Multinational corporations and small businesses depend increasingly on one another for innovation, supply needs and financial and technical mentorship, and federal policies should better reflect and promote those symbiotic relationships, according to business owners and academic researchers who testified on the Hill on Wednesday.
“One of the most effective ways to support job growth in small businesses is to support job growth in big businesses,” Matthew Slaughter, associate dean at the Tuck School of Business at Dartmouth University, said during the hearing before the House Committee on Small Business. “This is because neither small business nor large business operates in a vacuum. Each is deeply embedded in the overall U.S. economy with extensive connections to each other.”
Slaughter emphasized during his testimony that the United States’ largest companies are increasingly turning to their smaller domestic counterparts to provide the intermediate support required to produce goods and services. Research he conducted with the Business Roundtable in 2010, for instance, shows that the average American multinational corporation purchases roughly $3.27 billion worth of goods and services from more than 6,000 American small businesses.
Based on those estimates, that’s roughly $1.52 trillion that the country’s largest firms spend on the country’s smallest firms every year.
“Input suppliers and their customers can strengthen each other, not just by the latter generating sales for the former but through many other channels such as sharing information and performance standards,” Slaughter said.
On the flip side, the advantages of big-small alliances for the latter party are more readily evident, as small businesses have long benefited from tapping into the large supply networks and mentoring programs created by big corporations. Moreover, many multinationals have more recently started building their own internal investment arms, which offer another path to capital for entrepreneurs and small employers outside of traditional bank loans and venture capital investments.
That value was twice exploited by one of Intel Corporation’s small suppliers, Energetiq, the chief executive of which testified during the hearing. Paul Blackborow’s Massachusetts-based firm secured early-stage financing rounds from Intel Capital in both 2006 and 2008, which funded research, development and production of patented light source technology that the company now sells to many large corporations, including Intel. But according to Blackborow, the value of the partnership extends well beyond the value of the funding.
“Our Intel Capital Investment Manager provides business development suggestions to us, and each year we are invited to attend the Intel Capital CEO Summit,” he said during his testimony, adding that the Intel team also helped his company navigate a recent legal and intellectual property problem. “That event brings together the CEOs of the Intel Capital portfolio companies with senior executives from large public companies from around the world. We have been able to make many useful connections at that summit.”
Intel Corporate Vice President Robert Bruck also testified, noting that his company depends on goods and services supplied from more than 6,700 small businesses worldwide (accounting for more than two-thirds of the corporation’s total network). Those firms provide everything from chemical gas and computer hardware to real estate and advertising services.

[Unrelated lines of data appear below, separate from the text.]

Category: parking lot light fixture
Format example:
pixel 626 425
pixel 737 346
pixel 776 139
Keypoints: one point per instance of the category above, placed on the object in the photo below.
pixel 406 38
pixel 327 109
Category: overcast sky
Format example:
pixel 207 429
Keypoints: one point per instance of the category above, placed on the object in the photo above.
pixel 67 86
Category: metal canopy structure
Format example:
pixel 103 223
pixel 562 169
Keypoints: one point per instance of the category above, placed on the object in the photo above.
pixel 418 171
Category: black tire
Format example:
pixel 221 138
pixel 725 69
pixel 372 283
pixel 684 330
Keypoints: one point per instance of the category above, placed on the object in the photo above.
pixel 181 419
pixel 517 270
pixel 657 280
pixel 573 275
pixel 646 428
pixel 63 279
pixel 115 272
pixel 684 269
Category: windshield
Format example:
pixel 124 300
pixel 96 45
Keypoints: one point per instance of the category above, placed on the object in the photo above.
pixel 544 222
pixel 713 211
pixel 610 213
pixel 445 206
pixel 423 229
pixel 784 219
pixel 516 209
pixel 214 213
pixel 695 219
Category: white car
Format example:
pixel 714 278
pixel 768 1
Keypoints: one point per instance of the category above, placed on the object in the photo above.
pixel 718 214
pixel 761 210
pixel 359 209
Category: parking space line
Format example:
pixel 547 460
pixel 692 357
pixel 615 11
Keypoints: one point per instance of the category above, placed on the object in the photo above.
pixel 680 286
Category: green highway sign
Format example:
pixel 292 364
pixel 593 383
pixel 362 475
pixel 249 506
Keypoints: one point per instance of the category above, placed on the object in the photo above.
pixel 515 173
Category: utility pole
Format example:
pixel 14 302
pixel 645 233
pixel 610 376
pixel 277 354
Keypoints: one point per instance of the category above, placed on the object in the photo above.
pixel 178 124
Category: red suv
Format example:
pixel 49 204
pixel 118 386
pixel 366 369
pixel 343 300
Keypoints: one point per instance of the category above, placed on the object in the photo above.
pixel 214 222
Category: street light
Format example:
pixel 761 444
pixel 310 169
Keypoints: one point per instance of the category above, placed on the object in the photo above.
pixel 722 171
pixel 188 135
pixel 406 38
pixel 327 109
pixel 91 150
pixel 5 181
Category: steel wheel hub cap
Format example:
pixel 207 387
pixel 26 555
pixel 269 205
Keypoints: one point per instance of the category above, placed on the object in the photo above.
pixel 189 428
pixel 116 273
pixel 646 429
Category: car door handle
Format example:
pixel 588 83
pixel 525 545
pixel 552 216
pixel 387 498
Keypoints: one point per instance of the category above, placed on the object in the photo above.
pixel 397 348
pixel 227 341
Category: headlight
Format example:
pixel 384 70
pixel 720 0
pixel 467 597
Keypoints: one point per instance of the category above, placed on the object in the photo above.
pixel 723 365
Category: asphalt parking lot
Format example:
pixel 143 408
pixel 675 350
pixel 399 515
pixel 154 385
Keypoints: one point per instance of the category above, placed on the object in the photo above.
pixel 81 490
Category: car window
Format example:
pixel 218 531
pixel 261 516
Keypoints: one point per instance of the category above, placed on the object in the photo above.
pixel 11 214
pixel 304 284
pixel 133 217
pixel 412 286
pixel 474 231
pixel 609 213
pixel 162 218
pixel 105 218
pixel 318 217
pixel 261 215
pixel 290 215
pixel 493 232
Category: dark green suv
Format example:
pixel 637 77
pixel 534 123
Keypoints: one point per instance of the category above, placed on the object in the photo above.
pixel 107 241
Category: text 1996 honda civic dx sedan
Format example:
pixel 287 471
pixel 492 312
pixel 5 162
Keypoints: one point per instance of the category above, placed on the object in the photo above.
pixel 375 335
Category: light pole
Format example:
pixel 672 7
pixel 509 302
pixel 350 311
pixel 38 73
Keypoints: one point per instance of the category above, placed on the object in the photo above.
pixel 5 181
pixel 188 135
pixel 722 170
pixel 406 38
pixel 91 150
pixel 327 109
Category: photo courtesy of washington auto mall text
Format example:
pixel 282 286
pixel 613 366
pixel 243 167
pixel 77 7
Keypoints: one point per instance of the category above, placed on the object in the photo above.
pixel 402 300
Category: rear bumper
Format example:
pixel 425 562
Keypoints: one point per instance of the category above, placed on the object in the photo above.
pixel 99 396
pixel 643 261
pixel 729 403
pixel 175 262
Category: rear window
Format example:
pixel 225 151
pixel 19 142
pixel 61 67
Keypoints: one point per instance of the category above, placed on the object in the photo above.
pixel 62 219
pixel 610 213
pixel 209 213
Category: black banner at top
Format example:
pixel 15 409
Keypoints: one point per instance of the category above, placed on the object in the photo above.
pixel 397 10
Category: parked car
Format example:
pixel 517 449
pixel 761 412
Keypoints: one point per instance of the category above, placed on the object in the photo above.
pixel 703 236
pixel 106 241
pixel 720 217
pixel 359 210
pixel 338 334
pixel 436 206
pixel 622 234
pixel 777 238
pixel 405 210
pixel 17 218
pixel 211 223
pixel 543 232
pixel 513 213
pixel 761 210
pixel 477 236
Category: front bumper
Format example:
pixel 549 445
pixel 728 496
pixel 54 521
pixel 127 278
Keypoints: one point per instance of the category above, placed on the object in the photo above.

Bruck also outlined a number of policies that he thinks would “facilitate an innovative and investment friendly ecosystem” and make it easier for small-large business collaborations to grow. He urged lawmakers to promote government research and development programs, eliminate overly burdensome regulations and remove barriers that prevent businesses large and small from tapping into global markets and collaborating across borders.
Slaughter elaborated on that third point, adding that, “because of the supply-chain partnership, there are lots of small U.S. businesses engaged in the global economy by supplying large U.S. exporters, even if they themselves do not export directly.” He asked the committee to help provide small business owners with better information about how to enter export markets, as well as support any legislation that makes it easier for companies of all sizes to build their products “in many stages spanning many countries.”
“Government policies targeted at just small business or at just big business affect all firms, not just firms of a particular size,” Slaughter said. “So, government policies should be aiming to promote investment growth and job creation for all U.S. businesses.”